Tele-snap of the Tower of London

‘Alexander the Great remarked that the peoples of Asia were slaves because they had not learned to pronounce the word “No.” Let that not be the epitaph of the English speaking peoples or of parliamentary democracy, or of France, or of the many surviving liberal states of Europe… The preponderant world forces are upon our side; they have but to be combined to be obeyed. We must arm, Britain must arm, America must arm, we shall no doubt arm… People say, many people, we ought not to allow ourselves to be drawn into a theoretical antagonism between Nazidom and democracy. But the antagonism is here, now. If only we realise what is afoot and make up our minds in good time. Is this a call to war? Does anyone pretend that preparations for resistance against aggression amounts to the unleashing of war? I declare it to be the sole guarantee of peace, the finest and surest prospect of peace.’

The fate of Poland

‘Although the fate of Poland stares everyone in the face there are thoughtless dilettanti or purblind wordlings who sometimes ask us “what is it that Britain and France are fighting for?” To this I make the answer – if we let off fighting, you would soon find out… Few there are tonight who, looking back on these last seven months, would doubt that the British and French peoples were right to draw the sword of justice and of retribution. Fewer still there are who would wish to sheathe it till sombre righteous work is done.’

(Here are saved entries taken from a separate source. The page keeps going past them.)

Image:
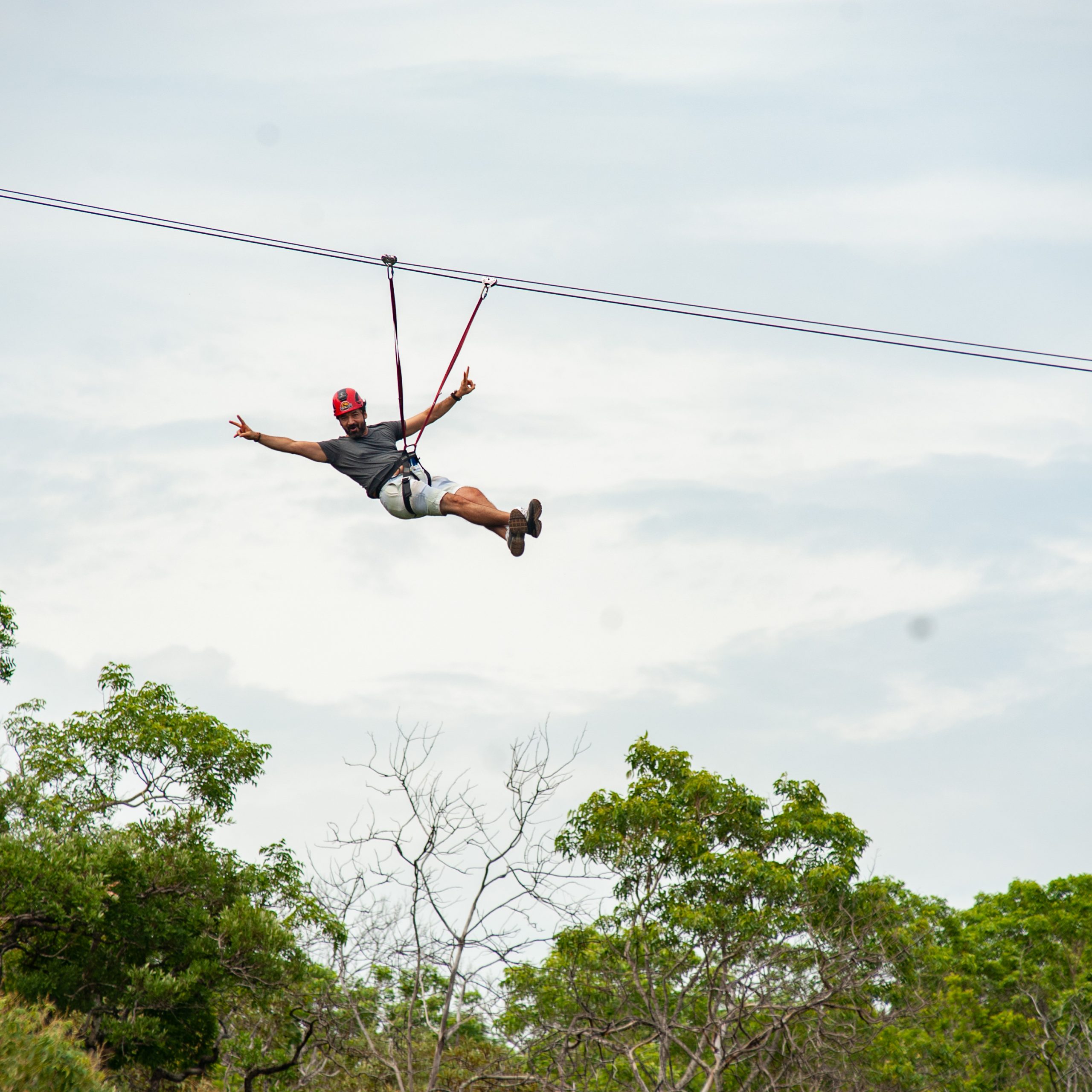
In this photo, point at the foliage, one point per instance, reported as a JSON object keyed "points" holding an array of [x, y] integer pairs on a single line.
{"points": [[1013, 1001], [8, 628], [40, 1053], [148, 931], [742, 946]]}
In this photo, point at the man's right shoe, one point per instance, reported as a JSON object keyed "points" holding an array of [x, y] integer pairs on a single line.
{"points": [[517, 529], [535, 519]]}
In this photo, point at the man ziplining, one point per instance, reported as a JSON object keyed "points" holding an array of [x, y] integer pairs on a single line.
{"points": [[371, 457]]}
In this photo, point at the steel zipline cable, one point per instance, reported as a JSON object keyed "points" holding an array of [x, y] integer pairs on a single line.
{"points": [[875, 336]]}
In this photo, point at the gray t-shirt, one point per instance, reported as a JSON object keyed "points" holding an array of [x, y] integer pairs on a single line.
{"points": [[371, 460]]}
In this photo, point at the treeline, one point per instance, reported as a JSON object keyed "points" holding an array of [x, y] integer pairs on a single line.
{"points": [[684, 934]]}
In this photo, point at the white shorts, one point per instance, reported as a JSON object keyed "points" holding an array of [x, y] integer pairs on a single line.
{"points": [[424, 498]]}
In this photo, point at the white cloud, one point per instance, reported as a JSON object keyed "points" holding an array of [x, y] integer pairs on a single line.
{"points": [[925, 215]]}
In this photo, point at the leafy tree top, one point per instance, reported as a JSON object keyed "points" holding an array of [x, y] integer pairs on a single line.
{"points": [[8, 628], [700, 853], [143, 749]]}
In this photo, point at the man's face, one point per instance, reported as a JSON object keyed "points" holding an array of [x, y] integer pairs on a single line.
{"points": [[353, 423]]}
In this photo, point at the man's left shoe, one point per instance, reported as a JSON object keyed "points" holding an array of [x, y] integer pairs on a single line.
{"points": [[535, 519], [517, 529]]}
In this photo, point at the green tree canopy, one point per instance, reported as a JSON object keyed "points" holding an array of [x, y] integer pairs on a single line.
{"points": [[8, 628], [147, 931], [741, 947]]}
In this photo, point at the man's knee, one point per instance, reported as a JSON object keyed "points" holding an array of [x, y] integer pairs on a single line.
{"points": [[453, 502]]}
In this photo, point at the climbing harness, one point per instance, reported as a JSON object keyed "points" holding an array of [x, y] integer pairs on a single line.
{"points": [[412, 463]]}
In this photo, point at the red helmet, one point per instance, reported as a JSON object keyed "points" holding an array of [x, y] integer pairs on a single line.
{"points": [[346, 400]]}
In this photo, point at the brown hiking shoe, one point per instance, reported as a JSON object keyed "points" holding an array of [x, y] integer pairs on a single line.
{"points": [[517, 529], [535, 519]]}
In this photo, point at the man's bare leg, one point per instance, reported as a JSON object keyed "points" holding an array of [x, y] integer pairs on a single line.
{"points": [[475, 507]]}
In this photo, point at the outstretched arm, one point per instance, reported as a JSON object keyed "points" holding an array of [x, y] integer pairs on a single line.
{"points": [[416, 423], [306, 448]]}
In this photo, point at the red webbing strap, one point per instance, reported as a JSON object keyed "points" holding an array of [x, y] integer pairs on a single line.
{"points": [[485, 292], [398, 355]]}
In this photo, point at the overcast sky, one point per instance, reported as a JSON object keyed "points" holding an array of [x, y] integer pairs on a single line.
{"points": [[867, 566]]}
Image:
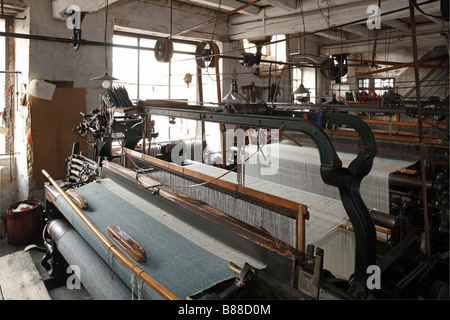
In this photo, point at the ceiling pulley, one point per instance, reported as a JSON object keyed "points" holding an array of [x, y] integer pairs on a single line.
{"points": [[205, 54], [163, 50], [334, 67]]}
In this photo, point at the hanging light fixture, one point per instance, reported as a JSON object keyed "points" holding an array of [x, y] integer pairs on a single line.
{"points": [[106, 78], [234, 94]]}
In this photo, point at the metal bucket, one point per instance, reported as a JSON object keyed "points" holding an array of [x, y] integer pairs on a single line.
{"points": [[23, 226]]}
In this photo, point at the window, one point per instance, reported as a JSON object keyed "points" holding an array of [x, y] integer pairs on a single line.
{"points": [[145, 78], [3, 84], [379, 85], [307, 76]]}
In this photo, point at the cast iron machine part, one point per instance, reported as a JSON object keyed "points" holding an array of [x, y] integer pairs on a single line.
{"points": [[129, 129]]}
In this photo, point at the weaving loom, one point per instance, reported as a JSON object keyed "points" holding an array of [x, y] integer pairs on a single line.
{"points": [[186, 259]]}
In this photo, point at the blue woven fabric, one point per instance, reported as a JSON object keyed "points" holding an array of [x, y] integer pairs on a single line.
{"points": [[178, 264]]}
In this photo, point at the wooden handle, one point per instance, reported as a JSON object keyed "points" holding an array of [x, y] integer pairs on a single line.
{"points": [[127, 243], [77, 198]]}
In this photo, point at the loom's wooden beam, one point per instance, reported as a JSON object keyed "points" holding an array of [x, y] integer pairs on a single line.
{"points": [[290, 207], [200, 209]]}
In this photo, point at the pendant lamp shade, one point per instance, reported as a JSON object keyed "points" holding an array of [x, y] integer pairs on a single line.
{"points": [[301, 90], [234, 93], [105, 76]]}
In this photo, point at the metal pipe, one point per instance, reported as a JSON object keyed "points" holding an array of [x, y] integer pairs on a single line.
{"points": [[407, 180], [127, 262], [419, 120]]}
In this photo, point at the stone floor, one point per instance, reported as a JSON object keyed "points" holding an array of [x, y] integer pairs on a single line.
{"points": [[57, 291]]}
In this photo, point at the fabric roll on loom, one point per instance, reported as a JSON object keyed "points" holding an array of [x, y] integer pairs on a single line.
{"points": [[168, 244]]}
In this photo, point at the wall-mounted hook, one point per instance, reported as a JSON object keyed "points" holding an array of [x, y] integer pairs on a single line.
{"points": [[9, 17]]}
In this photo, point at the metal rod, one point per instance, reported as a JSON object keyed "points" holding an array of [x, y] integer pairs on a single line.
{"points": [[420, 131], [131, 265]]}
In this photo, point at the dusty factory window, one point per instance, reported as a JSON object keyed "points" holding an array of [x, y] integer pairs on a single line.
{"points": [[307, 77], [379, 85], [3, 84], [145, 78]]}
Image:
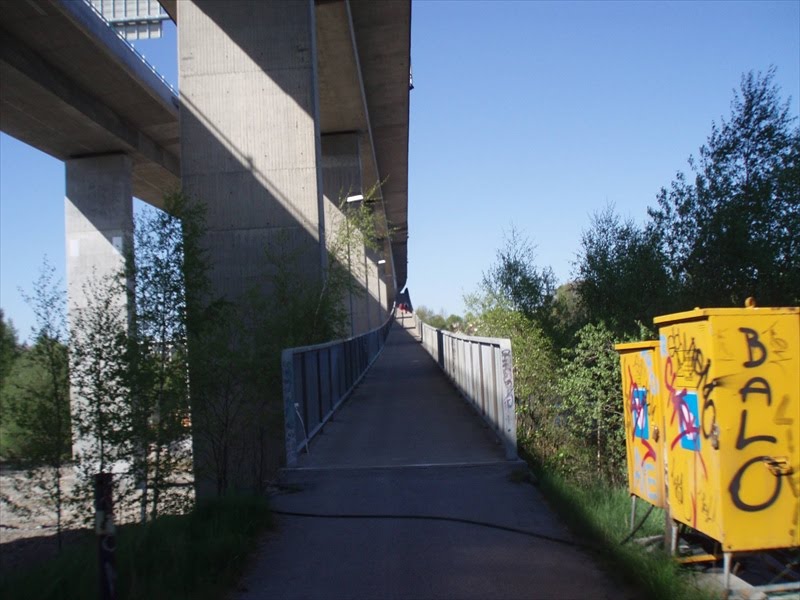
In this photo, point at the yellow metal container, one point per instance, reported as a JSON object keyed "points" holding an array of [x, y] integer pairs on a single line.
{"points": [[644, 420], [731, 384]]}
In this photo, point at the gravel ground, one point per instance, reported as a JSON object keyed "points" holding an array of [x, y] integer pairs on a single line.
{"points": [[27, 533]]}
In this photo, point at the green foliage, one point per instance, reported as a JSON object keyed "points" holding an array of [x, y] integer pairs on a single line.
{"points": [[590, 410], [158, 344], [734, 231], [9, 347], [514, 281], [600, 514], [237, 401], [36, 399], [36, 406], [199, 555], [622, 274], [535, 377]]}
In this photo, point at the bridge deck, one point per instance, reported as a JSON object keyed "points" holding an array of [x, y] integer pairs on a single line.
{"points": [[407, 446]]}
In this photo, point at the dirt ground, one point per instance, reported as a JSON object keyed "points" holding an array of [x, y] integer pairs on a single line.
{"points": [[28, 533]]}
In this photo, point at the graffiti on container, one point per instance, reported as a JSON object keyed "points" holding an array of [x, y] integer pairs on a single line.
{"points": [[687, 360], [748, 385], [757, 389], [645, 480]]}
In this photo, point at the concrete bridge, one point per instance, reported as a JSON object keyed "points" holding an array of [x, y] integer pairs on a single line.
{"points": [[285, 107], [412, 488], [395, 486]]}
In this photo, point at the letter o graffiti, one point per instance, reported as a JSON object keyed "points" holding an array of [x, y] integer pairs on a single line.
{"points": [[736, 484]]}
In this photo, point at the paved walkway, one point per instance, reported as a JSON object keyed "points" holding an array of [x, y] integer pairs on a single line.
{"points": [[418, 503]]}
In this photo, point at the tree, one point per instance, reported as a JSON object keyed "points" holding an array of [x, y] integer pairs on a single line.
{"points": [[158, 345], [100, 379], [9, 353], [622, 276], [734, 231], [515, 282], [37, 396], [590, 408], [9, 347]]}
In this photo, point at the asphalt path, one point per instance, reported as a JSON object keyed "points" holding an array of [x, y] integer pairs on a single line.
{"points": [[406, 494]]}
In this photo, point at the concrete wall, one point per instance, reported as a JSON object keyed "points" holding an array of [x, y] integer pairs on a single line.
{"points": [[250, 150]]}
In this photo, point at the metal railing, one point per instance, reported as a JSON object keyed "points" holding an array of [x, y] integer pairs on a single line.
{"points": [[482, 370], [317, 379], [131, 47]]}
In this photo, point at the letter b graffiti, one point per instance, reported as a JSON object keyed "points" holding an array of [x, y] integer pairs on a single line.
{"points": [[756, 351]]}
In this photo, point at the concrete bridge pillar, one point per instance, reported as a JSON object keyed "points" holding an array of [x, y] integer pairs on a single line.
{"points": [[342, 177], [251, 152], [98, 220]]}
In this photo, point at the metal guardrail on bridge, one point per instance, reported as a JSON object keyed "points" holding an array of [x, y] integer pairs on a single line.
{"points": [[317, 379], [482, 370]]}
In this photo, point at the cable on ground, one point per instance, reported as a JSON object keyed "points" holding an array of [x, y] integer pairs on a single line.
{"points": [[437, 518]]}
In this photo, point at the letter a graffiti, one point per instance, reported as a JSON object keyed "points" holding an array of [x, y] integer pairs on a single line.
{"points": [[753, 343]]}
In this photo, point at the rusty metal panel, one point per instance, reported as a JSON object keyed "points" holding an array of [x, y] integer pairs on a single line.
{"points": [[732, 383], [644, 420]]}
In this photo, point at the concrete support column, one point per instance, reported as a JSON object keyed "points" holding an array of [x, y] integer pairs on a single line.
{"points": [[250, 139], [341, 176], [98, 219], [373, 301], [250, 151]]}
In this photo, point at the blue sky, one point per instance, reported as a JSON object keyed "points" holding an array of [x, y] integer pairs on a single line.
{"points": [[531, 114]]}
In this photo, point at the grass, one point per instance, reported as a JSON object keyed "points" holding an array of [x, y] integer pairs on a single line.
{"points": [[601, 515], [195, 556]]}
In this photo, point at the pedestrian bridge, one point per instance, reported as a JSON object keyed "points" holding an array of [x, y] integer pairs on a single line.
{"points": [[410, 487]]}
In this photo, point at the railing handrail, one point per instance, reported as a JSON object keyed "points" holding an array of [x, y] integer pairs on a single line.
{"points": [[315, 387], [485, 377], [324, 345], [132, 48]]}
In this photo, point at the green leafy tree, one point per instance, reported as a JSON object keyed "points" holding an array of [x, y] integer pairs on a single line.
{"points": [[535, 367], [514, 281], [158, 351], [622, 276], [36, 397], [100, 380], [590, 409], [9, 347], [10, 351], [734, 230]]}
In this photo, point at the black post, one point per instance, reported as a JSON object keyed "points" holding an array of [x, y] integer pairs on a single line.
{"points": [[104, 527]]}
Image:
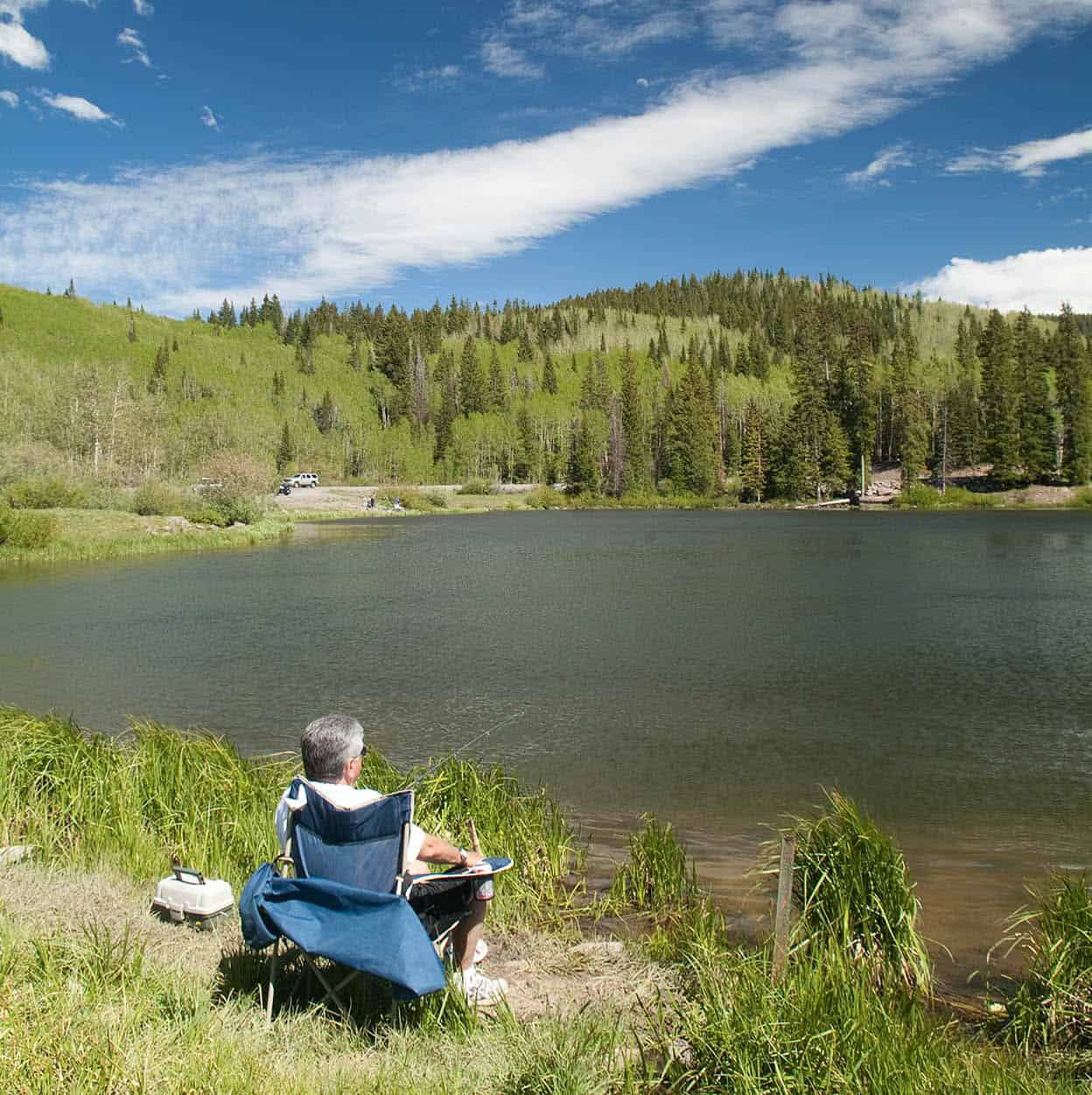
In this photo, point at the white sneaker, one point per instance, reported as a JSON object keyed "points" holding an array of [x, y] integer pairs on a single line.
{"points": [[479, 989], [480, 950]]}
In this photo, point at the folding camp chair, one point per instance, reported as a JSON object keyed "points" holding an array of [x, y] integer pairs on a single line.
{"points": [[350, 900]]}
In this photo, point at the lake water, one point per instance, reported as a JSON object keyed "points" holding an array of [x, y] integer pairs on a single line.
{"points": [[716, 668]]}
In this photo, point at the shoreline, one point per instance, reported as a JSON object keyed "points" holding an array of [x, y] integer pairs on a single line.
{"points": [[92, 536]]}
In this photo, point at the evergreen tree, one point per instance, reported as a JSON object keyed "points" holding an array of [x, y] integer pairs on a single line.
{"points": [[1074, 398], [550, 376], [691, 437], [326, 414], [286, 452], [497, 389], [449, 403], [636, 474], [472, 387], [1036, 413], [1000, 397], [754, 454], [584, 471]]}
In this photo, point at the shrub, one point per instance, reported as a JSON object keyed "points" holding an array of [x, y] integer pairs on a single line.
{"points": [[26, 529], [157, 500], [545, 497], [45, 493], [1053, 1007], [658, 875], [476, 487], [854, 893], [918, 496]]}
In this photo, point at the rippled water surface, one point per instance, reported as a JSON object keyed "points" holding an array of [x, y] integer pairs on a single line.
{"points": [[717, 668]]}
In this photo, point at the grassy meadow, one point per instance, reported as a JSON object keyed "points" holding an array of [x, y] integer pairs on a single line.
{"points": [[93, 1001]]}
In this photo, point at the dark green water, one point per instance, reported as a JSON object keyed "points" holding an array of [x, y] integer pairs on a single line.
{"points": [[717, 668]]}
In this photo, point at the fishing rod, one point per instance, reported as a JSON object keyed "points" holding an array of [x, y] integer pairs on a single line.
{"points": [[466, 745]]}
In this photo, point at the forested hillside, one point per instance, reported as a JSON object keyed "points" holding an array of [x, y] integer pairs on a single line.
{"points": [[772, 385]]}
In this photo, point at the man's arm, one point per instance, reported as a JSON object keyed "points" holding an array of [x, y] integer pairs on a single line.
{"points": [[437, 850]]}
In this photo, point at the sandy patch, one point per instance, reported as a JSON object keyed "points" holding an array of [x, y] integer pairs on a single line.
{"points": [[546, 975]]}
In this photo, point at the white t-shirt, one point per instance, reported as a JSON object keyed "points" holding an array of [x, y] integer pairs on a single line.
{"points": [[346, 798]]}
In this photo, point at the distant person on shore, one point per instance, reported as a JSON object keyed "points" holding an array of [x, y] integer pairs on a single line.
{"points": [[332, 749]]}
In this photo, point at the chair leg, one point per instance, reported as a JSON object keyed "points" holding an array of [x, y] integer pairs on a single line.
{"points": [[273, 973]]}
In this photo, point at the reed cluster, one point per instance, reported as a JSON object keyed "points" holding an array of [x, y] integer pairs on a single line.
{"points": [[152, 795], [852, 889]]}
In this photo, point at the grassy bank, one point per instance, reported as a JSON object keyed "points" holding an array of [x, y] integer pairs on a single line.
{"points": [[101, 535], [94, 1001]]}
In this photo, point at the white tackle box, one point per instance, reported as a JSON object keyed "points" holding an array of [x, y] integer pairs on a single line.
{"points": [[188, 895]]}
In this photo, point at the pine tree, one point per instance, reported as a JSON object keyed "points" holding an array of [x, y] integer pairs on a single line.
{"points": [[472, 388], [691, 437], [550, 376], [1074, 398], [326, 413], [497, 388], [1036, 413], [754, 454], [286, 452], [999, 397], [584, 471], [636, 474]]}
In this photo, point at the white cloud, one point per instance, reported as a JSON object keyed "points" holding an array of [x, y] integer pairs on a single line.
{"points": [[192, 235], [78, 106], [130, 39], [1029, 159], [1040, 280], [23, 48], [886, 161], [502, 60]]}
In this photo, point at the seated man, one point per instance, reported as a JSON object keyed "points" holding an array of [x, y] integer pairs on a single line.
{"points": [[332, 749]]}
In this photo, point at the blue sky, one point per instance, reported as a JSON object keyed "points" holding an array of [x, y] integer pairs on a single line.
{"points": [[542, 148]]}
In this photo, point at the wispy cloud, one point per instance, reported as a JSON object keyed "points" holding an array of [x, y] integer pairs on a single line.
{"points": [[1040, 280], [441, 74], [128, 39], [191, 235], [21, 47], [579, 29], [1029, 159], [78, 106], [502, 60], [886, 160]]}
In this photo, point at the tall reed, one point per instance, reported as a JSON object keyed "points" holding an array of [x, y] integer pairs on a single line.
{"points": [[1052, 1010], [157, 794], [852, 889]]}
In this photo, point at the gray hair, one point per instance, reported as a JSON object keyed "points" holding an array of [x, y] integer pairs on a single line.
{"points": [[328, 744]]}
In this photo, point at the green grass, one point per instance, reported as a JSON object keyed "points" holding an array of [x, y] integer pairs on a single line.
{"points": [[86, 1008], [854, 893], [101, 535], [822, 1028], [136, 802], [1052, 1008]]}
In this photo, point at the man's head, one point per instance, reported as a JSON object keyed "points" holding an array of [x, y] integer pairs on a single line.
{"points": [[330, 745]]}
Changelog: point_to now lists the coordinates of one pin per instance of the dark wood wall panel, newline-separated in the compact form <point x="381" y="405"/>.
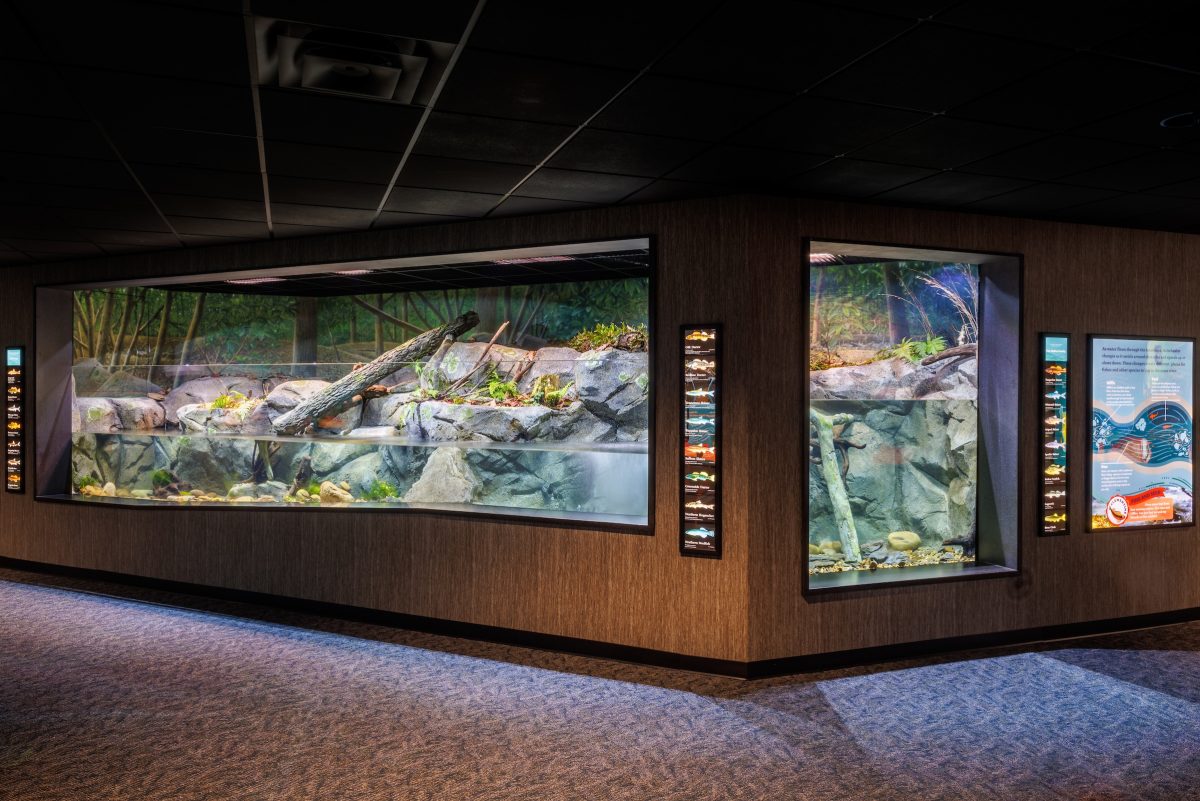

‘All the world that is still free marvels at the composure and fortitude with which the citizens of London are facing and surmounting the great ordeal to which they are subjected, the end of which or the severity of which cannot yet be foreseen. It is a message of good cheer to our fighting forces on the seas, in the air, and in our waiting armies in all their posts and stations, that we send them from this capital city. They know that they have behind them a people who will not flinch or weary of the struggle – hard and protracted though it will be; but that we shall rather draw from the heart of suffering itself the means of inspiration and survival, and of a victory won not only for our own time, but for the long and better days that are to come.’

‘My heart bled for London and Londoners… The courage, the unconquerable grit and stamina of the Londonders showed itself from the very outset…. If the storm is to be renewed London will be ready, London will not flinch, London can take it again.’